Hello Chuck, great video! Just found your channel. Was going to try this pfsense router firewall in this video, but I’m now seeing that there may some drama surrounding it. Being a relative newbie, could you give me (or us, collectively) an update if this still a good idea? Thanks.

Time for a Update

This is a super awesome walkthrough of pfSense! I have been running my own pf box for years now and really enjoyed the experience, but recently switched to OPNSense while doing a hardware upgrade. Any reason you chose pfSense over OPNSense? I am really loving the monitoring on OPNSense through the Sensei package and dashboards. Curious on your thoughts or comparison between the two!

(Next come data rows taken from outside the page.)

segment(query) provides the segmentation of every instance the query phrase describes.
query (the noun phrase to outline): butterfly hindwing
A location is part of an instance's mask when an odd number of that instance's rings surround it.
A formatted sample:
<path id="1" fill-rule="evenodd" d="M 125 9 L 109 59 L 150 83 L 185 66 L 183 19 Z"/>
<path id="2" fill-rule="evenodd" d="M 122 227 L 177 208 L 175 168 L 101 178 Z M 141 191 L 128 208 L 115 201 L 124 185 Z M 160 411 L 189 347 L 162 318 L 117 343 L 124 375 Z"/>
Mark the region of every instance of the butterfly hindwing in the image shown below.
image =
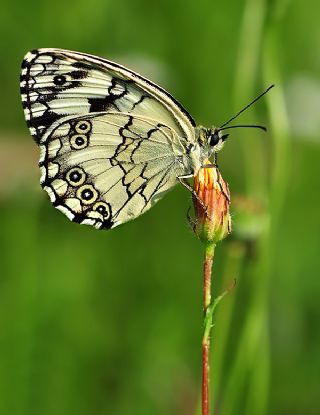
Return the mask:
<path id="1" fill-rule="evenodd" d="M 41 184 L 69 219 L 112 228 L 148 210 L 183 166 L 169 127 L 122 113 L 56 121 L 40 140 Z"/>

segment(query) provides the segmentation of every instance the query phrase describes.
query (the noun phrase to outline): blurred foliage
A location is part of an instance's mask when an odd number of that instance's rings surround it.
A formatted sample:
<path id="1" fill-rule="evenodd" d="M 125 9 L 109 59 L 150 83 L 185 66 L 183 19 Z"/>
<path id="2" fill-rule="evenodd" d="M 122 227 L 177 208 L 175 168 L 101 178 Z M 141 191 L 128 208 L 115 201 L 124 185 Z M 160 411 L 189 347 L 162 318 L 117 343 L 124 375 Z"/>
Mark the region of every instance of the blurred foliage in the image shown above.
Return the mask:
<path id="1" fill-rule="evenodd" d="M 219 155 L 233 196 L 214 290 L 216 414 L 319 411 L 319 2 L 2 2 L 0 413 L 185 414 L 200 385 L 202 247 L 177 188 L 111 232 L 69 222 L 38 183 L 20 62 L 61 47 L 168 89 L 198 123 L 243 114 Z M 305 120 L 308 120 L 306 125 Z"/>

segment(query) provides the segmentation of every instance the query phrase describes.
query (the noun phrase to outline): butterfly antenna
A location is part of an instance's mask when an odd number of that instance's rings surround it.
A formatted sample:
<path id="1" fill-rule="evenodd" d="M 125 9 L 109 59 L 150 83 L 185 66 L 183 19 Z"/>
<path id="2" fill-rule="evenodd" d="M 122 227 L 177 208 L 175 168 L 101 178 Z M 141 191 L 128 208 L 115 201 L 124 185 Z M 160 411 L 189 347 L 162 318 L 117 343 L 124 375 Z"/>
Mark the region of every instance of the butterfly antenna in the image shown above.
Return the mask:
<path id="1" fill-rule="evenodd" d="M 230 118 L 230 120 L 228 120 L 224 124 L 222 124 L 221 127 L 219 128 L 219 130 L 223 129 L 224 126 L 230 124 L 231 121 L 233 121 L 234 119 L 236 119 L 237 117 L 239 117 L 239 115 L 242 114 L 243 111 L 245 111 L 246 109 L 248 109 L 249 107 L 251 107 L 252 104 L 254 104 L 255 102 L 257 102 L 261 97 L 263 97 L 263 95 L 265 95 L 273 87 L 274 87 L 274 85 L 270 85 L 269 88 L 267 88 L 264 92 L 262 92 L 262 94 L 258 95 L 253 101 L 251 101 L 248 105 L 246 105 L 244 108 L 242 108 L 242 110 L 240 110 L 239 112 L 237 112 L 236 115 L 234 115 L 233 117 Z M 264 127 L 261 127 L 261 126 L 246 126 L 246 127 L 256 127 L 256 128 L 265 129 Z M 228 127 L 228 128 L 231 128 L 231 127 Z"/>
<path id="2" fill-rule="evenodd" d="M 266 127 L 264 127 L 263 125 L 255 125 L 255 124 L 230 125 L 230 127 L 219 128 L 219 130 L 221 131 L 221 130 L 229 130 L 230 128 L 243 128 L 243 127 L 245 127 L 245 128 L 247 128 L 247 127 L 249 127 L 249 128 L 260 128 L 260 130 L 267 131 Z"/>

Chuck thanks for the good info here, much appreciated. I started with an old PC cobbled together, but for power draw 24/7 that's one reason to definitely move it over to a dedicated mini PC. Just got that done this evening!
One thing to mention perhaps is how pfSense and specifically the underlying FreeBSD doesn't play too well with Realtek NICs out of the box. Maybe a follow up to detail how that's done. Did a bit of research on this new (to me) Zotac that has the Realtek's .. glad I did, otherwise it could potentially be a big pain later when pfSense goes out to lunch due to the original driver.

Just a note when you want a IP address always assigned and use the STATIC setting it doesn't work like other firewalls. You have to select an IP address OUTSIDE the DHCP range but inside the network range.

Very professional, just a suggestion, when you evoke the technical parts, may you go slower to improve understanding for apprentice like me, thank you very much.